Wednesday, 17 April 2013

I can't get no sleep...


The wind is howling outside, bin lids banging away, all manner of disconcerting noises filling the night. If like me you struggle to get your forty weeks at the best of times let alone when climate chaos is waging war on your ears, then read this....

(I actually composed most of this whilst babysitting - maybe I should do it more often! Especially if paid in caffeine and Percy pigs)




INSOMNIA


Twelve sheep, thirteen sheep, fourteen sheep, fifteen sheep, sixteen blasted sheep.
Shouldn't have left that work half done. Should have kept going whilst I was on a roll. Probably take twice as long now. Did I change that formula before I sent the email to accounts? Won't look good if I sent the wrong spreadsheet. Need to make the right impression on that new manager. You don't get a second chance to make a first impression and it would be just typical if I'd sent her the bollocks version.

Roll over, quick scratch. Twenty one sheep, twenty two sheep, twenty three sheep.
I should have just deleted the old file, then there would have been no doubt at all. So much to get done tomorrow, got that deadline coming up, and need to finish that presentation. God I could really do with getting to sleep right now, need to be on form. Baaaaa! So bloody tired yet so wired at the same time. I blame technology. Staring at a blasted screen all day long, computer at work, tv, iPad. Always switched on, always connected, no wonder its hard to switch off. That and the caffeine of course.

Thirty sheep, thirty one sheep, thirty two stinky sheep and a fluffy little lamb.
What to have for tea tomorrow night? Can't remember the date on that chicken, sure hope its jnoout of date already, don't want to be wasting anything but you don't really want to be eating out of date chicken, do you. Think it might have been the eighth, or maybe the ninth? What day is it today?

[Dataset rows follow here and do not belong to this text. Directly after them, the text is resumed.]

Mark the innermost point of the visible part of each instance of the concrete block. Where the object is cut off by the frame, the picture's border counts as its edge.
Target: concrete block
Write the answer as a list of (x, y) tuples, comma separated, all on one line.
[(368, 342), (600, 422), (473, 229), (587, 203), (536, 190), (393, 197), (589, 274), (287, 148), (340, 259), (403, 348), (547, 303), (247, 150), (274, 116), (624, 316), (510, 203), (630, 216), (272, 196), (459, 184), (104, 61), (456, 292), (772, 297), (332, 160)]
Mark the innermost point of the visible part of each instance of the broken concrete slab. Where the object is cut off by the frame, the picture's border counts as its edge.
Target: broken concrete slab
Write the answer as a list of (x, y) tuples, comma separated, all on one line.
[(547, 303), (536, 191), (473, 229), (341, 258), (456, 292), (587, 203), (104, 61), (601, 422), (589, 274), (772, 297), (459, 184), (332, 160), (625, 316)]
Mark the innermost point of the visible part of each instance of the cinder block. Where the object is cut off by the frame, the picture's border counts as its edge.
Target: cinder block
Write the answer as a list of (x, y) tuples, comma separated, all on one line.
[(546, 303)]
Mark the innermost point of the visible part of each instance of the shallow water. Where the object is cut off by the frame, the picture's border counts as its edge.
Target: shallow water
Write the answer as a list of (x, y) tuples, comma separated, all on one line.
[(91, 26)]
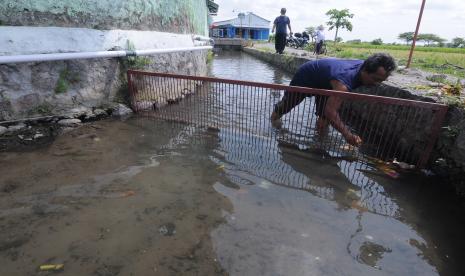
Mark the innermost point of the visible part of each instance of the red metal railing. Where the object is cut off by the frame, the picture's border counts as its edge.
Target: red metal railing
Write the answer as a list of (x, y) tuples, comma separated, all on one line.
[(391, 128)]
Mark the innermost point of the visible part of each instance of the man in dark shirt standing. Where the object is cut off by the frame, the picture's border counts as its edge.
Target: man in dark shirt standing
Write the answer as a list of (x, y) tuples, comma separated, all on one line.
[(280, 24), (334, 74)]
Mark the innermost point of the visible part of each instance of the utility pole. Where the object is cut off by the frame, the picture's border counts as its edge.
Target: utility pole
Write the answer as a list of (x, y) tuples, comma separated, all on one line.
[(416, 34)]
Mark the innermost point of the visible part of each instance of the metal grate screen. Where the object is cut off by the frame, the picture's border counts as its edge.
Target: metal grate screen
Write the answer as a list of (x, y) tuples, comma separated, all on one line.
[(390, 128)]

Sixty sheep, seventy sheep, eighty sheep. Why sheep rather than any other animal? Pigs say, or cows. Llamas even. You never hear of counting llamas, do you. One llama, two llama, three llama four. What is the plural of llama anyway? Is is llamas, llama, llamae even? Must remember to look that up in the morning. Funny creatures, llamas. Dopey faces with big, big teeth. Not scary teeth mind, not like a werewolf or a vampire or anything. Just big dirty gnashers in need of some goodental work. Werewolves, now they're a really funny creature. All that howling at the moon, barking mad I say. Hmmm, wonder who would win in a battle between a zombie and a werewolf? Zombies are lacking in brain power but then again maybe that's what gives them their strength. No valuable time spent thinking about, well, thinking anything. Just pure action, mindless instinct driven action. Must eat, must eat, must eat... NO! Stop it! Must sleep! Must sleep! Must sleep!

A stretch, an itch, roll over again.

Can hear noises from next door, a creaking floorboard, hushed voices, squeaking bedsprings. They're very private people, the family next door. Don't know much about them, don't even know the names of them other than Mr Kovak, and I'm not even sure if that's his first name or surname. It sounds as if someone is tapping rhythmically on the wall, slow at first then progressively faster. Bury head under pillow, try not to think about how long it’s been since this here bed has entertained any visitors. I wonder where he is now, what he's doing, who he's with. Wonder if he's thinking of me. Wonder if he knows how much I think of him.

Things next door seem to have gone quiet now. Probably fast asleep already, the jammy things. It's alright for some. Some just slip straight under the covers then, bang, out like a light for the next seven, eight, nine hours. None of this trying to visualise farm animals jumping over stiles or prancing through fields. No exes swimming round their heads, ex boyfriend's in sheep's clothing, incessantly bleating. No excel formulas dancing behind eyes screwed shut; VLOOKUP, SUMIF, IFISERROR. If mind less thoughts equals sleep and sleep equals greater than the product of all thoughts, then, well, what the hell am I doing? The sheep might not have been achieving much but surely milling over possibly impossible algebra is even worse. Deep breaths, turn, flip the pillow and rest head on the cool side.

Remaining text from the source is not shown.